Britt was always thinking about other people. She would text me during a date. “Girl, how’s it going?? I can’t wait to hear!”
She’d call after running at the gym. “How are you feeling about so-and-so today? Are you going to see him again?”
She’d make fun of my idiosyncrasies. “George, again?! Girl, you can’t walk away from these charming sales guy-types, can you? Haha, the very thing that attracts you to men makes me want to run!”
She’d encourage me when I tried to change old patterns. “Give this new guy a try, even if he doesn’t seem like your type. Your type isn’t good for you, lol. Try something new.”
She was quite honestly the most supportive friend I have ever had. And now, she’s gone. We’re not doing this single girl thing together anymore, and can I be honest? I’m pissed off. I’m pretty fucking angry.
I told her that. In my car the other night, on my way to the grocery store.

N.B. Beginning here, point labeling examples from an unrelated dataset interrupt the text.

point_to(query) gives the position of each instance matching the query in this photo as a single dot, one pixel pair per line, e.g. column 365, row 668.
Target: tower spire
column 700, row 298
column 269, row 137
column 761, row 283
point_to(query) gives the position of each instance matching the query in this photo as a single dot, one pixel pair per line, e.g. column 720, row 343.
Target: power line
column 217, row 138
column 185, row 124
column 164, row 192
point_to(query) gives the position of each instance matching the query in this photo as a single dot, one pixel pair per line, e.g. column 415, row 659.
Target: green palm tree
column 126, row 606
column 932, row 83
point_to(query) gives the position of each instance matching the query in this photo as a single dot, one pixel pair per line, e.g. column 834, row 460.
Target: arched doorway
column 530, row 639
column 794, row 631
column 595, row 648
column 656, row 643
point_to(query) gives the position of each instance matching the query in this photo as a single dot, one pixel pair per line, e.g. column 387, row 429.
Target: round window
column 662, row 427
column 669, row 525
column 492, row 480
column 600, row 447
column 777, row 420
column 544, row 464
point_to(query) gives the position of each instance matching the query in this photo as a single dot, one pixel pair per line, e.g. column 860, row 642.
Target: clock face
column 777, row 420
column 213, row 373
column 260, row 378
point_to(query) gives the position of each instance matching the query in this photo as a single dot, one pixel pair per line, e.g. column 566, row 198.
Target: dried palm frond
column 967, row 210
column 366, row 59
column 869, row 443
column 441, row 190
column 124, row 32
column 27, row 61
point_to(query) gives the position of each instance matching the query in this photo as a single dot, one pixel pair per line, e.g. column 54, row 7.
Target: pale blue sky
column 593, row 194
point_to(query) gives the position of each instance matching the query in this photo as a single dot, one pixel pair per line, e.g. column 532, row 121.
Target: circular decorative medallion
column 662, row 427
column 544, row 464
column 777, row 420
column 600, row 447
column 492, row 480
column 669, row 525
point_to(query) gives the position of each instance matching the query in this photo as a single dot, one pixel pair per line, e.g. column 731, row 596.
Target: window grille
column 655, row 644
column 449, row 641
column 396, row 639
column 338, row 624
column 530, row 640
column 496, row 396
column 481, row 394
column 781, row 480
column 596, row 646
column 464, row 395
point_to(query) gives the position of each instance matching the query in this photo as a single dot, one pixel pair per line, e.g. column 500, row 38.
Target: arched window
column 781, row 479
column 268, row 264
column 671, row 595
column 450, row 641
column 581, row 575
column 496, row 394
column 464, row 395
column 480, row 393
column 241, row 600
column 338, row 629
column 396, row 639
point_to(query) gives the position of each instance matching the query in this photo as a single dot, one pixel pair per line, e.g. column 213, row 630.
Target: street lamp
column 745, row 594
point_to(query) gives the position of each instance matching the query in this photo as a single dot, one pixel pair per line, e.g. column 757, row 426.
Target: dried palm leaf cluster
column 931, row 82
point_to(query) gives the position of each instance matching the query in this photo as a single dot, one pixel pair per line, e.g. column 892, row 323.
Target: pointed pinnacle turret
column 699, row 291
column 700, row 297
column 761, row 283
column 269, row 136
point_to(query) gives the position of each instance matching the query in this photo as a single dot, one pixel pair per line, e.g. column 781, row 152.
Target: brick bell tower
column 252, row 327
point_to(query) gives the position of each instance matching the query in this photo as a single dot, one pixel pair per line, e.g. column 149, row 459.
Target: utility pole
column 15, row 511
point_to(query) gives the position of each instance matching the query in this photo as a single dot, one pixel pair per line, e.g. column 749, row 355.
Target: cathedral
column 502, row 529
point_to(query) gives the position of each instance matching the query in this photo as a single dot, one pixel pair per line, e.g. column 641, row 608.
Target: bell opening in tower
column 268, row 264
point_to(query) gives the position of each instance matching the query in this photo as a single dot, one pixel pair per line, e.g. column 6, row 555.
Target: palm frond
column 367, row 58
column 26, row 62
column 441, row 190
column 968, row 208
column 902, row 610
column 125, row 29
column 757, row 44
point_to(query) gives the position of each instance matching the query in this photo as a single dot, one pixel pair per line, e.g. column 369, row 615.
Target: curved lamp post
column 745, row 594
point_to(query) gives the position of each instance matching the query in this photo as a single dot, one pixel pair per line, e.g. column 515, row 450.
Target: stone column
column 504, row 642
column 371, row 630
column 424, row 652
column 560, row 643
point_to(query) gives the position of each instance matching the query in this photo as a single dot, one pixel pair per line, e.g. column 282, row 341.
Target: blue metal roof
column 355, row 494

“Really, Britt? You think I can do this alone? You’re supposed to be here, with me, doing this thing together. You’re supposed to be giving me advice and listening to me rant and telling me there are lots of good men out there, we just haven’t met them yet. You’re supposed to be telling me about this thing–this dark, overwhelming sadness or pain or struggle or whatever it was–that you were suffering from but hiding from everyone. What you did, Britt . . . it was so final. And we could have fixed it! I’m so sure we could have fixed this.
Sadly, she wasn’t.
As women, we’re often focused on romance and love and relationships and that heady feeling that great chemistry floods your brain with and men, men, men–so much ado about men. When is the right one going to come along or how can I keep him from leaving or why does my marriage feel stale and where is that spark we used to have. And that’s normal, right? Who doesn’t want to be happy in love?
But today, I wish I could go back in time, even for a day, and simply focus on my friend. On why my dear sweet Britt was hurting and why she didn’t tell me and how I could have helped and what she was hiding and why she didn’t cry out when she began to believe that death was her only savior. I wish I could just go back and focus on Britt. She poured so much of herself into everyone she loved. She was selfless. Encouraging. Strong. Loving. The only person she couldn’t save was herself.
I’ll date again. I don’t feel like it right now, but eventually I will. I’ll get confusing texts from some man that I can’t decipher and meet assholes I shouldn’t like but do, and I’ll go on dates and wonder if he likes me or if I like him and if we should see each other again. And I’ll want to ask Britt, What do you think?
But now to hear her answer, I’ll have to sit in silence. Quietly. Remembering her face and her voice and the way she’d throw her head back and laugh and call me silly. I’ll have to reach back into our thousands of texts and Facebook messages and conversations. I’ll have to listen for her still, soft voice to speak quietly to my heart. I believe it will be there. But it won’t be the same.
And I will miss her. I will always, always miss her. Nothing will take that pain away, and nothing will fill that void. Not even my very own happily ever after.